A : rien, le code s'exécute correctement
B : le code ne se compile pas
C : le code ne s'exécute pas
D : une exception sera levée pendant l'execution

=== Réponse : on peut compiler et executer le code sans problème. 
Cependant à l'execution si la liste "suits" ne contient pas assez d'éléments 
pour les 2 boucles imbriquées, on aura alors une NoSuchElementException car
la méthode "i.next()" de la liste "suits" sera appelée "trop" de fois (on sera arrivé
à la fin de la liste "suits" avant celle de la liste "ranks")

Java varargs – Pas de magie: soyez prudents!

J’ai rencontré une erreur bizarre, liée aux varargs, sur un projet que je visitais récemment…

Tout d’abord un petit rappel de ce que sont les varargs en java:
Comme vous le savez surement les varargs permettent de définir des méthodes qui peuvent accepter des arguments optionnels et au nombre variable. Définir une telle méthode est aussi simple que ci-dessous:

public void doSomething(String... values) {
// do something here
}

La méthode est alors accessible avec aucun paramètre ou n’importe quel nombre de paramètres:

public void callDoSomething() {
doSomething();
doSomething("a","b","c");
}

Bref les varargs apportent une vrai souplesse dans la définition et l’utilisation des méthodes aux paramètres optionnels et/ou variables en java.
Maintenant que ce passe-t-il réellement ? Comment JAVA gère cette magie ? En fait la réalité est relativement simple et peut-être pas aussi idéale que ce qu’on aurait pu le souhaiter… En effet les varargs ne sont pas une nouvelle super feature de java mais plutôt une feature de son compilateur. Le compilateur va tout simplement remplacer les appels en générant des signatures de méthodes basées sur le passage de tableaux d’objets. Si l’on reprends notre exemple précédent nous avons donc l’équivalent suivant:

public void doSomething(String[] values) {
// do something here
}

Et le client:

public void callDoSomething() {
doSomething(new String[0]);
doSomething(new String[]{"a", "b", "c"});
}

Bref les varargs c’est bien, ça simplifie l’écriture de mon code mais… Mais si je ne comprends pas comment ça marche je peux faire des erreurs bête… Et je dirais que même si je comprends comment ça marche je peux louper certains changements relativement facilement.

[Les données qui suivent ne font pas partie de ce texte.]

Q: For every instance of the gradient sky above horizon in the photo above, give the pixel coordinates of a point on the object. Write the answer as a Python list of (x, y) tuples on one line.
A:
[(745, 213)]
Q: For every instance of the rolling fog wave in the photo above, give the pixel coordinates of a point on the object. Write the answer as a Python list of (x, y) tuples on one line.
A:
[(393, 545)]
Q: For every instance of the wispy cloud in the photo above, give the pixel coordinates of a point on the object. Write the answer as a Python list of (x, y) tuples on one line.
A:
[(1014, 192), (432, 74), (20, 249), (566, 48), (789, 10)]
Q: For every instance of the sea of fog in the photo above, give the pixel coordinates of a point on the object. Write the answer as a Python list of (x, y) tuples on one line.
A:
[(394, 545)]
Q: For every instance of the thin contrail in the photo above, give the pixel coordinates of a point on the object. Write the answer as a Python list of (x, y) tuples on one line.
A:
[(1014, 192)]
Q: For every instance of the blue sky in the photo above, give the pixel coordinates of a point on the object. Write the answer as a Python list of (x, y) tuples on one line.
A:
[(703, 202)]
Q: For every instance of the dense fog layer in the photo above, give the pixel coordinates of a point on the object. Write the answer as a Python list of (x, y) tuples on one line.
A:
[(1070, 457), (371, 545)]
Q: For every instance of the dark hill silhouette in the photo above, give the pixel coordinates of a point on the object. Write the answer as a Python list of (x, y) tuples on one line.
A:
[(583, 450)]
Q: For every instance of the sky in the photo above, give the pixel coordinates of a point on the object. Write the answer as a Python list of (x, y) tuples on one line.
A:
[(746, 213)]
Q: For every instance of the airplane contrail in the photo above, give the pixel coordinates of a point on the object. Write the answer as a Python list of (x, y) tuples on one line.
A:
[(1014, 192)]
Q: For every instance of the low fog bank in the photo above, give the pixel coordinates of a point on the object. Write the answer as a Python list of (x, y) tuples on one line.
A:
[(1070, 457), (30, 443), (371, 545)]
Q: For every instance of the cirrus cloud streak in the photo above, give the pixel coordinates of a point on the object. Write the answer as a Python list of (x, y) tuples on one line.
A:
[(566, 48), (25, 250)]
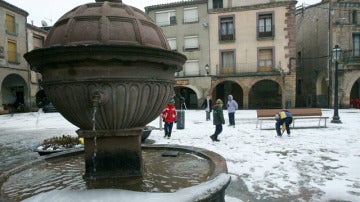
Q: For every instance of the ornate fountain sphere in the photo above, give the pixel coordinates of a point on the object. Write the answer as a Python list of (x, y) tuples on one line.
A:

Prenons un exemple simple. Disons qu’une équipe A est chargée de développer un jar d’utilitaires pour une équipe B.

La première version de l’utilitaire contient dans une des classes la méthode suivante:

public void doSomething() {
// do something here
}

L’équipe B utilise ma méthode avec un appel simple:

public void callDoSomething() {
doSomething();
}

Dans la release suivante l’équipe A ajoute un nouveau paramètre optionnel à l’aide des VarArgs. L’intérêt est évident: les utilisateurs existants n’auront pas à modifier leur code pour continuer d’utiliser l’utilitaire, et les nouveaux utilisateurs peuvent bénéficier des nouvelles options offertes par le nouvel argument optionnel.

public void doSomething(String... params) {
// do something here
}

Mon utilitaire comprends d’autres méthodes et la nouvelle amélioration en plus d’ajouter cette modification améliore le comportement de plusieurs autres de ces outils (sans changement dans l’API). L’équipe B particulièrement intéressée par ces améliorations décide donc de migrer vers la nouvelle version.
Les développeurs des l’équipe B sont des gens consciencieux, ils ont développé leurs tests unitaires, d’intégration etc.. et leur intégration continue fonctionne bien. Sans aucune modification à leur code l’inclusion de ma nouvelle version n’a causé aucun soucis.

L’équipe B décide donc d’inclure mon nouveau jar dans leur environnement de production. Comme leur application est très lourde et n’a pas été modifiée (aucun changement de code) l’équipe décide pour faciliter la manoeuvre de ne mettre à jour que le jar utilitaire.

A l’execution comme vous vous en doutez puisque vous avez bien suivi la réalité des VarArgs l’erreur suivante se produit:

java.lang.NoSuchMethodError: fr.fastconnect.java.blog.varargs.MyProviderClass.doSomething()V
at fr.fastconnect.java.blog.varargs.UsingClass.main(UsingClass.java:10)

Note: dans le contexte de mon projet réel l’inclusion a heureusement été faite sur un environnement de test (je voulais donner un effet « scénaristique » un peu plus dramatique).

Gardez donc en tête, les Varargs ne sont pas une fonctionnalité de runtime mais de compilation, il n’y a pas de magie donc soyez prudents!!